Chinese tariffs threaten to drown Australian wine exports: Aus shares up 0.9% over week
After opening modestly lower, the ASX200 lost ground throughout the day to close 0.5 per cent lower. All of the sectors ended in the red, except Real Estate Investment Trusts. Australia’s wine industry was dealt a blow today. The Chinese Government announced new tariffs-like deposits of up to 200 per cent on all Australian wine imports from tomorrow. The Australian wine industry rakes in around $1.2 billion per annum. The decision follows the preliminary findings of a Chinese anti-dumping investigation into Australia's wine exports. The investigation contends that Australian wine makers are dumping product in China at deliberately low prices in a bid to muscle out local producers and claim a bigger market share, and has found that such dumping may be causing Chinese winemakers “substantial harm”. The decision comes after China's Commerce Ministry issued instructions to importers to suspend orders of wine earlier this month.
At the closing bell the S&P/ASX 200 index closed 35 points lower to finish at 6,601.
Over the week, the Australian market has gained 62 points or 0.9 per cent.
Wrapped up our trading week higher: The S&P 500 and the Nasdaq added almost 2 per cent, while the Dow Jones gained over 2 per cent.
Dow futures are suggesting a rise of 13 points.
S&P 500 futures are eyeing a rise of 5 points.
The Nasdaq futures are eyeing a lift of 15 points.
And the ASX200 futures are eyeing a dip of 37 points on Monday morning.

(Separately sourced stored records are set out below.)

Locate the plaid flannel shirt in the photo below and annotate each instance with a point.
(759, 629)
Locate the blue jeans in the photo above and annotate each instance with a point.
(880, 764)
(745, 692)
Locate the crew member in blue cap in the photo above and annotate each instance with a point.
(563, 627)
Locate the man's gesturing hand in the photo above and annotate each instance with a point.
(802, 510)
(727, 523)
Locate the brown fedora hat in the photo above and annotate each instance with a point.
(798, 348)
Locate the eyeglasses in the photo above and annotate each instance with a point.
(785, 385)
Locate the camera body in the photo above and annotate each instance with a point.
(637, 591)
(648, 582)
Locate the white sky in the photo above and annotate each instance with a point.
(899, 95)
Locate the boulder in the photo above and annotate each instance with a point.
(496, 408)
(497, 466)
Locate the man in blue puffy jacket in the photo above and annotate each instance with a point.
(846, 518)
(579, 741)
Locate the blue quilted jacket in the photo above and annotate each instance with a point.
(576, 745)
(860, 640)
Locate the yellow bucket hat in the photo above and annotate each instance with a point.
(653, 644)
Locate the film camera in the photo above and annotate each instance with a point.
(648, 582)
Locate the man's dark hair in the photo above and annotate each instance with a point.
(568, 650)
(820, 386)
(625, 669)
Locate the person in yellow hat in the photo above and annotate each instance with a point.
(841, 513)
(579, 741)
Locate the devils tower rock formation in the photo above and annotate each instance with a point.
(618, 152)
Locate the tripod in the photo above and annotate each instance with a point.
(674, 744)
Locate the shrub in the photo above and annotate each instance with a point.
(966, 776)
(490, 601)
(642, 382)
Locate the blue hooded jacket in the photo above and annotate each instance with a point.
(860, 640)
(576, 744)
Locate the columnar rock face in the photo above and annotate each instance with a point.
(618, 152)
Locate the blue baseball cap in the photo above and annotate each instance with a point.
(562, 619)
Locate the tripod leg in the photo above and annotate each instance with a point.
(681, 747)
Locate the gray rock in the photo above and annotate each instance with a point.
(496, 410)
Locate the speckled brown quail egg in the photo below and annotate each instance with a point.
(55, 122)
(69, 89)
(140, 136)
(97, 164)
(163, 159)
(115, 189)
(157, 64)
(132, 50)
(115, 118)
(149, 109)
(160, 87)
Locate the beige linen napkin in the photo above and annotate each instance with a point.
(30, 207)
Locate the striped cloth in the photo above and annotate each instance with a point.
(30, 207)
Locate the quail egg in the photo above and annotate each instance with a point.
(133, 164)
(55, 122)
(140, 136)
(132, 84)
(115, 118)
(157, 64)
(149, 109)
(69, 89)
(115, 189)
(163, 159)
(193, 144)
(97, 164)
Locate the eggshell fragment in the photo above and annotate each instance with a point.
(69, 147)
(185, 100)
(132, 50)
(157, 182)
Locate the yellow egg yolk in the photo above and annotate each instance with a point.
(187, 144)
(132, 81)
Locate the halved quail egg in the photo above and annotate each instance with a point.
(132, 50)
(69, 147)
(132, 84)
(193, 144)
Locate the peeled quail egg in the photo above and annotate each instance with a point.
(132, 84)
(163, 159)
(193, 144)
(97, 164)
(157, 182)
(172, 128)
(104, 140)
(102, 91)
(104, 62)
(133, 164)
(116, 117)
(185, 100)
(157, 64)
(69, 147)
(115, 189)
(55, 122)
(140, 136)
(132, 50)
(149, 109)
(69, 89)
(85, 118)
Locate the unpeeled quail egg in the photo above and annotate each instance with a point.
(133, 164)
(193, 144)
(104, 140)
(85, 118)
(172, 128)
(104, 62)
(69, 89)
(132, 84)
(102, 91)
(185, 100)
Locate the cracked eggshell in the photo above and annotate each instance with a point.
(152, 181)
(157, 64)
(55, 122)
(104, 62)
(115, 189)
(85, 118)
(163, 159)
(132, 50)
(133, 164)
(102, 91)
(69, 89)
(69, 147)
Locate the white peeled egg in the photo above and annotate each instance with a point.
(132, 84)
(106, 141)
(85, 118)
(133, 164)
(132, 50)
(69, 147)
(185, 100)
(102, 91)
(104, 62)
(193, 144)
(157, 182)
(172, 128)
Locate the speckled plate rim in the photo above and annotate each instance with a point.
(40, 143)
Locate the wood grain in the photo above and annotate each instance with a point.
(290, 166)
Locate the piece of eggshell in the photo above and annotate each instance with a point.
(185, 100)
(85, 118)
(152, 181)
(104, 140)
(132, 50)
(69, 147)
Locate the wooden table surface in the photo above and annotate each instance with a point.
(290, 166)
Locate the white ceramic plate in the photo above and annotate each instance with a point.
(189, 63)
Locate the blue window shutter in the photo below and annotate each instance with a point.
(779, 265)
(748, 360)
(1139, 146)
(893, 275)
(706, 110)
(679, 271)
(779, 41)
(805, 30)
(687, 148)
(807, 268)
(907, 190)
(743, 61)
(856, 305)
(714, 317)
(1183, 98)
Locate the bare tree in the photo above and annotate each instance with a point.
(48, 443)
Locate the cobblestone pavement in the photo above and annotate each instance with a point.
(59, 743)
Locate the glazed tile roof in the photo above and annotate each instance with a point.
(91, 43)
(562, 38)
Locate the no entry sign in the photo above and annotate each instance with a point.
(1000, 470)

Treasury Wine Estates (ASX:TWE) requested a trading halt this afternoon after its shares plunged on the back of a decision by the Chinese Ministry of Commerce. The ministry released a decision to apply provisional anti-dumping measures to Australian wine imports into China. Treasury Wine Estates owns the Penfolds and Wolf Blass brands and is one of the world's largest wine companies. It is responsible for around 40 per cent of the wines Australia ships to China. Meanwhile, the company has suspended work on the demerger of the Penfold business – a business which generates around 50 per cent of its profits. Shares in Treasury Wine Estates (ASX:TWE) closed 11.3 per cent lower at $9.23.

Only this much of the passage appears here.